This section of the assessment covers unsupervised learning with R.
We will revisit our last week’s case study and using the learnings and the given datasets. We will be tasked to create a supervised learning model to help identify which individuals are most likely to click on the ads in the blog.
Note that you will be required to include your last week’s IP insights thus you can add a modeling section to your last week’s submission submit it.
We had already performed some of the steps below in the previous week’s project.

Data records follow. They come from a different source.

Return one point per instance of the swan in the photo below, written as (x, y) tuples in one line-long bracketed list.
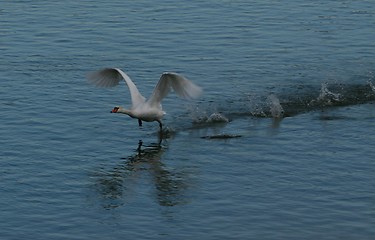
[(146, 110)]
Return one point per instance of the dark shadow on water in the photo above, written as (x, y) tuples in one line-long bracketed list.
[(132, 178)]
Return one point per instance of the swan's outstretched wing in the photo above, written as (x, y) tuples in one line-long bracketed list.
[(110, 77), (183, 88)]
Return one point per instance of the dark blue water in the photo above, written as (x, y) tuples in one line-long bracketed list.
[(280, 145)]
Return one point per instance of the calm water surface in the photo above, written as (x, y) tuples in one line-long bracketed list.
[(280, 145)]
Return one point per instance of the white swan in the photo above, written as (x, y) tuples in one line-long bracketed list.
[(150, 110)]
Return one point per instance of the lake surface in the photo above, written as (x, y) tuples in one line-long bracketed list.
[(279, 146)]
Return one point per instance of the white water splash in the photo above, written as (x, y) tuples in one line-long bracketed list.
[(276, 109), (372, 86), (328, 96), (200, 116)]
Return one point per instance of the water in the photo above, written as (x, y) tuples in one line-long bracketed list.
[(280, 146)]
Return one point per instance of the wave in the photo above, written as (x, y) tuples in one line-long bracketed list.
[(288, 102)]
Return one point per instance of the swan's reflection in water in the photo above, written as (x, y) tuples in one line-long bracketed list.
[(136, 174)]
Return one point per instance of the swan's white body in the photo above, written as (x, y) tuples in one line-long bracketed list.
[(146, 110)]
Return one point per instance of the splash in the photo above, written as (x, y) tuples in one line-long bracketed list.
[(372, 86), (213, 118), (276, 110), (328, 97), (203, 116)]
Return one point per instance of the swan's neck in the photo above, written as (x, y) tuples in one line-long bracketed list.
[(125, 111)]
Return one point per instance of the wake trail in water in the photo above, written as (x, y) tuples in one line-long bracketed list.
[(287, 103)]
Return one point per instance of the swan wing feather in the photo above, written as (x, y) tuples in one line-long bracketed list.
[(110, 77), (182, 86)]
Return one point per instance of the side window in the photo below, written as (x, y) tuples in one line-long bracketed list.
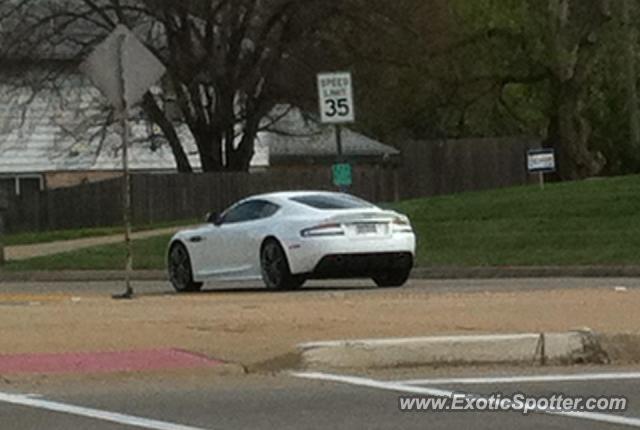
[(268, 209), (249, 211)]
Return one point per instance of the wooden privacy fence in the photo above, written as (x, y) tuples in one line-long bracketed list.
[(174, 196), (428, 168)]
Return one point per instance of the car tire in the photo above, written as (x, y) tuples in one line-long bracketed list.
[(274, 266), (392, 279), (181, 271)]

# Importing the required libraries
library("data.table")
## Warning: package 'data.table' was built under R version 4.1.3
library("dplyr")
##
## Attaching package: 'dplyr'
## The following objects are masked from 'package:data.table':
##
## between, first, last
## The following objects are masked from 'package:stats':
##
## filter, lag
## The following objects are masked from 'package:base':
##
## intersect, setdiff, setequal, union
library("rpart")
# Loading our libraries
df <- read.csv('http://bit.ly/IPAdvertisingData')
head(df, n=10)
## Daily.Time.Spent.on.Site Age Area.Income Daily.Internet.Usage
## 1 68.95 35 61833.90 256.09
## 2 80.23 31 68441.85 193.77
## 3 69.47 26 59785.94 236.50
## 4 74.15 29 54806.18 245.89
## 5 68.37 35 73889.99 225.58
## 6 59.99 23 59761.56 226.74
## 7 88.91 33 53852.85 208.36
## 8 66.00 48 24593.33 131.76
## 9 74.53 30 68862.00 221.51
## 10 69.88 20 55642.32 183.82
## Ad.Topic.Line City Male Country
## 1 Cloned 5thgeneration orchestration Wrightburgh 0 Tunisia
## 2 Monitored national standardization West Jodi 1 Nauru
## 3 Organic bottom-line service-desk Davidton 0 San Marino
## 4 Triple-buffered reciprocal time-frame West Terrifurt 1 Italy
## 5 Robust logistical utilization South Manuel 0 Iceland
## 6 Sharable client-driven software Jamieberg 1 Norway
## 7 Enhanced dedicated support Brandonstad 0 Myanmar
## 8 Reactive local challenge Port Jefferybury 1 Australia
## 9 Configurable coherent function West Colin 1 Grenada
## 10 Mandatory homogeneous architecture Ramirezton 1 Ghana
## Timestamp Clicked.on.Ad
## 1 2016-03-27 00:53:11 0
## 2 2016-04-04 01:39:02 0
## 3 2016-03-13 20:35:42 0
## 4 2016-01-10 02:31:19 0
## 5 2016-06-03 03:36:18 0
## 6 2016-05-19 14:30:17 0
## 7 2016-01-28 20:59:32 0
## 8 2016-03-07 01:40:15 1
## 9 2016-04-18 09:33:42 0
## 10 2016-07-11 01:42:51 0
# Dataset description
dim(df)
## [1] 1000 10
# Checking for missing values
colSums(is.na(df))
## Daily.Time.Spent.on.Site Age Area.Income
## 0 0 0
## Daily.Internet.Usage Ad.Topic.Line City
## 0 0 0
## Male Country Timestamp
## 0 0 0
## Clicked.on.Ad
## 0
# Checking for duplicates
df[duplicated(df),]
## [1] Daily.Time.Spent.on.Site Age Area.Income
## [4] Daily.Internet.Usage Ad.Topic.Line City
## [7] Male Country Timestamp
## [10] Clicked.on.Ad
## <0 rows> (or 0-length row.names)
# Checking for Outliers
# There are 3 numeric variables.(Age, Area.Income, Daily.Internet.Usage)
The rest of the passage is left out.